Infine sulla detassazione, prevista sia per le prestazioni straordinarie aggiuntive che per gli straordinari dei soli infermieri, è utile precisare che:
- Le prestazioni orarie aggiuntive, che possono essere richieste dalle aziende sanitarie alle sole professioni sanitarie su base volontaria e in aggiunta allo straordinario, da luglio ’24 hanno una flat tax al 15%, il cui costo complessivo, compresa la dirigenza medica e sanitaria, è pari a 165 mln di euro a regime. Le risorse per finanziare questa misura sono state sottratte al Fondo sanitario nazionale. Quindi le pagano i lavoratori del Ssn e i cittadini, questi ultimi con meno servizi e meno personale.

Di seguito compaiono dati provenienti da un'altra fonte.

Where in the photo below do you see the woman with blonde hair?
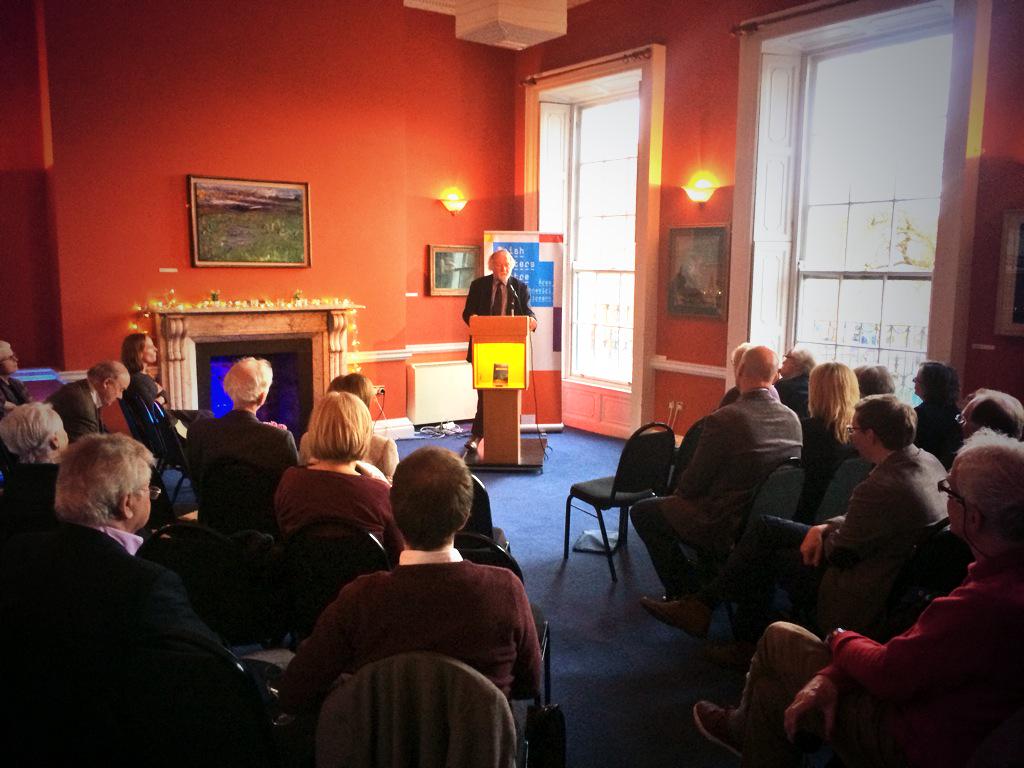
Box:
[797,362,860,522]
[273,392,404,563]
[328,374,398,482]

Nel testo “firmabile” da altri sindacati, le prestazioni orarie aggiuntive delle professioni sanitarie del comparto verrebbero rese possibili non solo per abbattere le liste di attesa o in carenza di organico, ma anche per “conseguire ulteriori obiettivi aziendali”, cioè sempre. Una forma di ulteriore straordinario mascherato. Come abbiamo avuto modo di sottolineare, i professionisti sanitari del comparto dovranno lavorare come dirigenti senza avere la retribuzione dei dirigenti.
- Gli straordinari, pagati con i fondi del salario accessorio sopra descritto e ridotto ai minimi termini da anni di blocco, dal 1 gennaio 2025 saranno tassati al 5% ma solo per gli infermieri. Il tutto in un contesto in cui, oggi, la maggioranza delle aziende deve far recuperare lo straordinario con riposi aggiuntivi, quando possibile, perché non ci sono più risorse per pagarli; una norma che ha possibili vizi di costituzionalità e che costa circa 43 mln di euro annui.
- Entrambe queste misure, rivolte solo a una parte dei lavoratori e delle lavoratrici, costano, per il comparto, 87 mln di euro, pari al doppio dello stanziamento netto sul salario accessorio che questo contratto destinerebbe a tutte le lavoratrici e lavoratori del Ssn.
Spiegato così siamo certi sia più chiaro a tutti, addetti ai lavori e no, perché quel Contratto, anche solo per la sua parte economica, non era sottoscrivibile e perché, assieme a tante lavoratrici e a tanti lavoratori, ci ostiniamo a chiedere di più.
E a proposito di “forse si poteva protestare prima” corre l’obbligo di ricordare come questa la nostra organizzazione, al pari delle altre due non firmatarie, ha scioperato contro questa Legge di Bilancio, e lo stessa ha fatto contro tutte le leggi di bilancio recessive, a partire da quella del Governo Draghi in avanti.
“Forse si poteva protestare prima”. Se tutti avessero fatto lo stesso, non rompendo il fronte sindacale in attesa delle concessioni del governo, puntualmente non arrivate, saremmo ora in un’altra situazione.
P.s. anche i migliori sbagliano, magari perché informati male:
- La norma prevede che per sottoscrivere un contratto nazionale di lavoro nella pubblica amministrazione si debba costituire una maggioranza favorevole di almeno il 50,1% fra le organizzazioni sindacali che sono abilitate alla contrattazione in quanto rappresentative. Nel nostro caso la quota di consenso mancante per arrivare al contratto non stava, dunque, nella differenza fra i favorevoli e i contrari, “un minuscolo 0,39%”, ma nella distanza fra il peso dei favorevoli (46,6%) e, appunto il 50,1%.
- Non esiste nessun vincolo che impedisca ad Aran di avviare la trattativa per il rinnovo del contratto della dirigenza medica e sanitaria in assenza della firma del comparto: a parte l’emanazione del documento di indirizzo all’Aran da parte delle regioni, di cui ancora, per responsabilità dei datori di lavoro non si hanno notizie.